By Jack Falinski
Capital News Service
When Stephanie Kipp talks with potato farmers, she hears a common concern: disease.
“Potatoes naturally have a lot of disease pressure,” said Kipp, who assists farmers through her family business, Kipp Farm Services in Edmore, Michigan. “We’re scouting potatoes weekly for growers to manage diseases, watching for insects coming in.”
Michigan ranks eighth in the country for potato production and contributes about $1.2 billion annually to the state’s economy, according to the Michigan Potato Industry Commission.
The U.S. Department of Agriculture estimated that Michigan harvested over 48,000 acres to produce more than 2 billion pounds of potatoes in 2021, an increase of about 3,000 acres and 300 million pounds from 2020.
To maintain a sustainable crop, Kipp said she recommends research from a partnership between the commission and Michigan State University.
The commission funds about $180,000 of research each year, said Kelly Turner, its executive director. Experts from MSU conduct most of the research, but farmers benefit from many of their findings.

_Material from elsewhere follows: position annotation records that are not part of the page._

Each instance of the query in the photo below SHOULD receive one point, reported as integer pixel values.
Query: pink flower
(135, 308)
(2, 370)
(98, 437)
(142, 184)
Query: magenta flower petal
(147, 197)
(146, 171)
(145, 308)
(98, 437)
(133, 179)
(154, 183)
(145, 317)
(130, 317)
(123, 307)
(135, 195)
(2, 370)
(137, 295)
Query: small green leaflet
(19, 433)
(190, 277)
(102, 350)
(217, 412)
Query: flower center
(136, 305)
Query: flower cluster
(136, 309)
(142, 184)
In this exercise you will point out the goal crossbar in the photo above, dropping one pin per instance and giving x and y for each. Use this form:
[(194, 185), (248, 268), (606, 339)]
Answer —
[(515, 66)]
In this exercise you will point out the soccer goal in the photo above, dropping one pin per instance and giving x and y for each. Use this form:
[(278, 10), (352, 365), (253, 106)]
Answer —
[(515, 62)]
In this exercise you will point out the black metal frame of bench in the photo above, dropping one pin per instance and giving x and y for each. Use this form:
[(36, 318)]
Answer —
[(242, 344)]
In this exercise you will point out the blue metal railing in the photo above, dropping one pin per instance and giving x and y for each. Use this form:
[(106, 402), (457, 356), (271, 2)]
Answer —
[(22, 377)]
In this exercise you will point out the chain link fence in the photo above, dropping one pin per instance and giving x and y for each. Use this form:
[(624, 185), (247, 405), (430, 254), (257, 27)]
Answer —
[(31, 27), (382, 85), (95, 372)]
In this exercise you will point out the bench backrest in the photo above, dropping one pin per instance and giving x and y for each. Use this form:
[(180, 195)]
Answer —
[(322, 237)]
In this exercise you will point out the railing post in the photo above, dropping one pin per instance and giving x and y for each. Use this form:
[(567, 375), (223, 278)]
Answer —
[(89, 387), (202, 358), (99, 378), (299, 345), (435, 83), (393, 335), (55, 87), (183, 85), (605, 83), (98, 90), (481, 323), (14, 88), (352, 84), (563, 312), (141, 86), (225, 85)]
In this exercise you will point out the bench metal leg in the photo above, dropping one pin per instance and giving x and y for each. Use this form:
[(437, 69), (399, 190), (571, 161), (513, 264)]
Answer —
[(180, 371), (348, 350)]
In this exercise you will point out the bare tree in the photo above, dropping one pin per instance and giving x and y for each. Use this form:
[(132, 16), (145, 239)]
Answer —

“We get the research started, but then it’s also vetted by the farmers themselves,” Turner said.
The research priority last year was studying soil sustainability, she said.
She said they focused on yielding as many potatoes as possible by optimizing their water intake while reducing soil additives.
“We don’t want to put a bunch of fertilizer out there that isn’t going to get used and will leak through the soil,” Turner said. “We don’t want to spray chemicals out there during the wrong time — No. 1, they’re really expensive, and No. 2, we don’t want them floating around out in the environment.”
To enrich the soil, Chris Long, an MSU potato specialist, said he encourages rotating crops.
Long recommend farmers implement a 3-to-5-year crop rotation, cycling through different crops each year until the rotation is complete. After it’s complete, the rotation starts over.
“Every crop secretes different sugars into the soil that organisms, bacteria and fungi come and eat,” Long said. “If you feed them the same box of macaroni and cheese year after year after year after year, you only get the organisms in the soil that like macaroni and cheese.
“So, the other ones (organisms), they don’t die. They just go dormant. Once you feed them some pizza and some chicken noodle soup, then these other ones start flourishing. We want to be mindful of the ecosystem and what keeps all these organisms happy and healthy.
“If they’re cycling nutrients, then we’ll have a better potato crop,” he said.
In addition to soil sustainability, Turner said researchers continued evaluating new varieties last year. New varieties, she said, would have the potential to be more climate and pest resilient.
Seventy percent of Michigan’s potatoes are used for chips.
Although there are potato farms across the state, many come from Mecosta, Montcalm and Ionia counties, according to Long.
Turner said the research into new varieties is largely about potato chips.
She said MSU does its own variety trials in partnership with the commission, but it also leads many national chip and fry trials to compare its varieties with those from other states.
“It’s kind of like the Olympics where they take all the top athletes and have competitions,” Turner said. “They look to see who’s the fastest and who’s the best at all the different things that they would measure.
“We look at: who has the best specific gravity, who has resistance to different types of potato diseases, what is the size profile, what’s the skin set, how do they taste?
“All of that kind of stuff gets wrapped into these new varieties so they can be compared to other varieties being developed in other states across the nation,” she said.
Every five years, at least 50% of growers must vote in favor to extend the commission for it to continue to operate. This year, the Department of Agriculture and Rural Development started accepting ballots on Jan. 31 and will accept them through Feb. 11.
“To get to our socially conscious agriculture, agriculture research will continue to be vital to the potato industry,” Long said. “Research, education and promotion are going to be key parts of driving that vision, funding that vision and then sharing the results from that vision.”